Querying on the Bucket

Use the Bucket#get_index method for straightforward 2i queries. It returns a Riak::IndexCollection instance, which is a subclass of Array with a few extra accessors and methods for results.

You can query for a scalar or a range, of either integers or strings:

c = bucket.get_index 'calories_int', 220
c = bucket.get_index 'calories_int', 200..240

c = bucket.get_index 'ingredients_bin', 'tomato'
c = bucket.get_index 'ingredients_bin', 'tomata'..'tomatz'

Bucket#get_index takes other options too:

max_results: controls how many results Riak will return
continuation: returned from a paginated query to allow access to consecutive pages
return_terms: include matched index terms in the IndexCollection results

Querying with a `SecondaryIndex` object

The Riak::SecondaryIndex object is constructed with:

Bucket instance
index name (i.e. ingredients_bin)
query (scalar or range)
options hash (optional)

q = Riak::SecondaryIndex.new bucket, 'calories_int', 220
q = Riak::SecondaryIndex.new bucket, 'calories_int', 200..240

q = Riak::SecondaryIndex.new bucket, 'ingredients_bin', 'tomato'
q = Riak::SecondaryIndex.new bucket, 'ingredients_bin', 'tomata'..'tomatz'

Just like Bucket#get_index, Riak::SecondaryIndex.new takes options:

max_results: control how many results are returned from Riak
continuation: opaque string that provides access to additional pages of results
return_terms: return a hash of keys to terms they matched

Queries are lazy: they’re not sent to the server until absolutely necessary.

Getting a Collection of Keys or Values

Simply ask a SecondaryIndex instance for keys and it will return an IndexCollection:

q.keys #=> an IndexCollection

The collection is memoized; the first time it’s requested will round-trip to Riak, after that it’s cached.

If you want to materialize those keys into values, invoking the #values method will perform a multi-threaded multi-get to load them for you:

q.values #=> an Array of RObjects

Streaming Keys

Performing a large enough query can take some time.

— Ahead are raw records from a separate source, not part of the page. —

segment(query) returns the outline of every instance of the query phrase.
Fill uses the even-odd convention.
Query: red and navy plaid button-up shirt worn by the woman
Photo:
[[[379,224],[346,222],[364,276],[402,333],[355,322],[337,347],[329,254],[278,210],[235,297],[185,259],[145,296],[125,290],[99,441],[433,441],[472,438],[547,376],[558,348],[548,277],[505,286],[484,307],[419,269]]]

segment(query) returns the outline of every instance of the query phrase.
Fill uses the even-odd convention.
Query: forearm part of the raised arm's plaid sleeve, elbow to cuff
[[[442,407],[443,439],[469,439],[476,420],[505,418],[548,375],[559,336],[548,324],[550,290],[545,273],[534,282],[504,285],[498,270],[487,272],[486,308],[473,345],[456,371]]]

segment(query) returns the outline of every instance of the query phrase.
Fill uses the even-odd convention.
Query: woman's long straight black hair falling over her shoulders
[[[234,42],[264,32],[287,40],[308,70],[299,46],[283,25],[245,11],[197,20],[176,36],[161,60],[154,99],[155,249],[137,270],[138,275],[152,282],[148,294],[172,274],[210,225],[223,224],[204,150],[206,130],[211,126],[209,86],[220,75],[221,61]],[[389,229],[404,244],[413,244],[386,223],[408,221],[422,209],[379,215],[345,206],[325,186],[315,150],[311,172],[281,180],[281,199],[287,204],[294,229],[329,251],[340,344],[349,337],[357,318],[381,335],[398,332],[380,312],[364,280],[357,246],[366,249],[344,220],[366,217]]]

The Riak node handling the query has to sort and collate the results before sending them over the wire en masse. Performing a streaming query obviates this: the Riak node will return chunks of results as they become available.

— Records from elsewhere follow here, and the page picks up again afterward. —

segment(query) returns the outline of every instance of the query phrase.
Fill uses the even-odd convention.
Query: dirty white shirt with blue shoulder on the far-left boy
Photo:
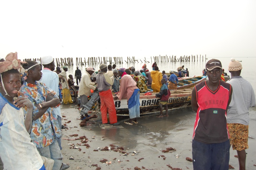
[[[0,93],[0,157],[4,169],[39,170],[43,160],[25,128],[24,113]]]

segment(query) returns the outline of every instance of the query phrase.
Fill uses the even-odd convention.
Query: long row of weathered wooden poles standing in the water
[[[99,58],[99,60],[98,60]],[[87,65],[97,65],[97,64],[109,64],[112,65],[112,64],[123,64],[123,57],[113,57],[113,62],[112,62],[112,57],[88,57],[87,58],[87,61],[86,59],[84,58],[84,60],[82,59],[82,57],[78,58],[76,57],[76,66],[86,66]],[[189,62],[190,61],[190,58],[191,58],[191,61],[194,62],[195,61],[198,61],[198,55],[191,55],[190,56],[180,56],[179,58],[177,58],[176,56],[153,56],[153,59],[154,61],[156,61],[157,63],[163,63],[163,62]],[[151,59],[151,63],[153,62],[152,60],[152,57],[150,57]],[[205,55],[205,60],[206,60],[206,55]],[[24,59],[23,61],[26,61],[26,60],[33,60],[33,61],[40,61],[41,62],[41,58],[32,58],[32,59]],[[74,63],[73,63],[73,58],[55,58],[56,60],[56,65],[57,66],[73,66]],[[124,60],[127,64],[130,64],[130,63],[135,63],[136,61],[139,63],[138,60],[135,59],[135,57],[127,57],[127,61]],[[143,59],[143,61],[140,59],[141,63],[143,63],[143,61],[145,63],[149,63],[149,61],[147,61],[146,57]],[[201,55],[199,56],[199,61],[201,61]],[[202,55],[202,61],[204,61],[204,55]]]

Pass a block to the keys method during its first invocation to perform a streaming query:

q.keys do |key|
  puts "The key is #{key}"
end

Pagination

When a next page is available, calling the next_page method on a SecondaryIndex instance will return a new instance for the next page.

page_1 = Riak::SecondaryIndex.new(bucket,
                                  'ingredients_bin',
                                  'lettuce',
                                  max_results: 5)
page_2 = page_1.next_page
page_3 = page_2.next_page

When a next page is not available, calling the next_page method rasises an error.

The `IndexCollection` Class

Bucket#get_index and Riak::SecondaryIndex#keys both return IndexCollection instances. These are simply Arrays of keys with a few extra methods.

continuation: an opaque String used for pagination. If it’s not present, there is no next page.
with_terms: a Hash of keys to the index value they matched against. This can be used with a range query to materialize a bit of result without requiring a full key load.